Collectively the coefficients are known as the *coordinates*.

For the polynomial riddle the

are all versions of a signal $f(t)=x_0+x_1 t+ x_2 t^2$, where only one of $x_0$, $x_1$ or $x_2$ is not zero (we don't know which!). Thus, $[x_0~x_1~x_2]^T$ are sparse coordinates for $f(t)$ (according to the basis $\mathcal{B}_N=\{1,t,t^2\}$).The red, blue and green sample values—say $[b_0~b_1~b_2]^T$—of $f(t)$ are a second set of coordinates according to a second basis of polynomials ( ). If we can use fewer coordinates (e.g., $[b_0~b_2]^T$) and still recover $[x_0~x_1~x_2]^T$ then $f(t)$ has been successfully compressed.

While obvious to some, the idea that a signal's samples are also its
coordinates according to some basis may cause others to stumble.
If you're familiar with
Whittaker-Shannon interpolation, think of the basis signals as the
shifted "sinc" functions, so that only one basis signal is non-zero
at each sampling instant. Whenever this is true (not just for
sinc interpolation) then the sample values themselves form the
coordinates of the signal.

This is different from other methods of compression, where the entire
set of samples is processed and compressed to a smaller set. Here the
compression takes place along with the measurement (e.g., dropping a
sample). However, later we will see that CS often involves taking
weighted combinations of samples, in which case the distinction is
less clear.

We first solve the polynomial riddle with everyday logic. The remaining sections use the riddle as a launchpad—extending the kernel of this toy problem towards more general, and useful, ideas.

Taken together, three samples identify **any** second order polynomial.
That is, given almost any three points, the second order polynomial
that passes through all of them is
unique.
Collectively then, the red, blue and green samples are sufficient
to identify the riddle's secret signal. But, can we do better?

Certainly one sample is not enough; since all the signals can agree on any one sample value (for some choice of $x_0$, $x_1$ and $x_2$) they are impossible to distinguish. In other words, with a single sample there are many possible aliases. Aliases are signals that are equal at the sampling instants but differ elsewhere.

For example, say the parabola has value $p$ at the first sampling instant.
The constant aliases the parabola if $x_0=p$.
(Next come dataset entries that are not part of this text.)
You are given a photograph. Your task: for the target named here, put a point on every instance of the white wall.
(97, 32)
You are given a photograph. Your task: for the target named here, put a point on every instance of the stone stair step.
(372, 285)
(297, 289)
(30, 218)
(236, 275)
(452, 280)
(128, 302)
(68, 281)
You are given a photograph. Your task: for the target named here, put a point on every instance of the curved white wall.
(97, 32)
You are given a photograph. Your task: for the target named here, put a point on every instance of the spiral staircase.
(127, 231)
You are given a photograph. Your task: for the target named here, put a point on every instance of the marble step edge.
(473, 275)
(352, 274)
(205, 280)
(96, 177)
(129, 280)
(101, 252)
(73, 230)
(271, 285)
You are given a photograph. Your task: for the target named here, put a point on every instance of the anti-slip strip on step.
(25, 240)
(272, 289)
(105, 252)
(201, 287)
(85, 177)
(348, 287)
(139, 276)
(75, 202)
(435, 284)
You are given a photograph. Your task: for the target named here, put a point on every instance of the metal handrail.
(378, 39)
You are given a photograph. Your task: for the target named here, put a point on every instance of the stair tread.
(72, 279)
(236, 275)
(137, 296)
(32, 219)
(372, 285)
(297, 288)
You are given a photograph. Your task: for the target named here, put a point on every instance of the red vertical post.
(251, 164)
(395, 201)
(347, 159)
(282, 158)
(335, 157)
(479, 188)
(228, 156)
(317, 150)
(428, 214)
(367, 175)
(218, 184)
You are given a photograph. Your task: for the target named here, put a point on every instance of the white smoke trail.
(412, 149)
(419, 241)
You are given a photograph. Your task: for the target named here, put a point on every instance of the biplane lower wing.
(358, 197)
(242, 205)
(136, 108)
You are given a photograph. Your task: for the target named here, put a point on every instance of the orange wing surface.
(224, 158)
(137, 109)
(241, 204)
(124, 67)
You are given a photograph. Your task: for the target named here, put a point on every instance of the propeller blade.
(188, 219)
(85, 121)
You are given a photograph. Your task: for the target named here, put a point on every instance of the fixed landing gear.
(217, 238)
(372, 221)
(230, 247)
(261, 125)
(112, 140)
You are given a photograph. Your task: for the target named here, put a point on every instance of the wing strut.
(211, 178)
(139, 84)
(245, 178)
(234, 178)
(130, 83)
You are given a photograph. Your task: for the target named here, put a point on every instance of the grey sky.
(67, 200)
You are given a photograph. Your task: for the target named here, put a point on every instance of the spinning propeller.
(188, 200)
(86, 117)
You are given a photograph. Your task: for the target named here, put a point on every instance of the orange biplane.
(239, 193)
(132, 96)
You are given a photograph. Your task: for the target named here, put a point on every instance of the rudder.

Similarly, for two samples, if two different signals (the line and parabola say) agree at both sampling instants they are aliases—it is impossible to tell which signal was secretly chosen. For example, choosing the blue and green samples, the line and parabola agree whenever $x_1=2x_2$ and so these samples do not solve the riddle. We could not know with certainty the chosen signal using the blue and green samples—and the red and blue samples are ruled out on similar grounds.

However, no line and
parabola can *ever* agree at the red and green samples.
Also, neither
the line nor parabola can ever agree with the constant.
Therefore, the constant, line and parabola can **always** be identified with
the red and green samples—given red and green samples we can always tell
which signal was chosen (and determine $x_0$, $x_1$ or $x_2$).
The answer to our introductory challenge is thus:
the red and green samples are sufficient to choose between
the constant, line and parabola.

The line and parabola have different signs at the red and green samples.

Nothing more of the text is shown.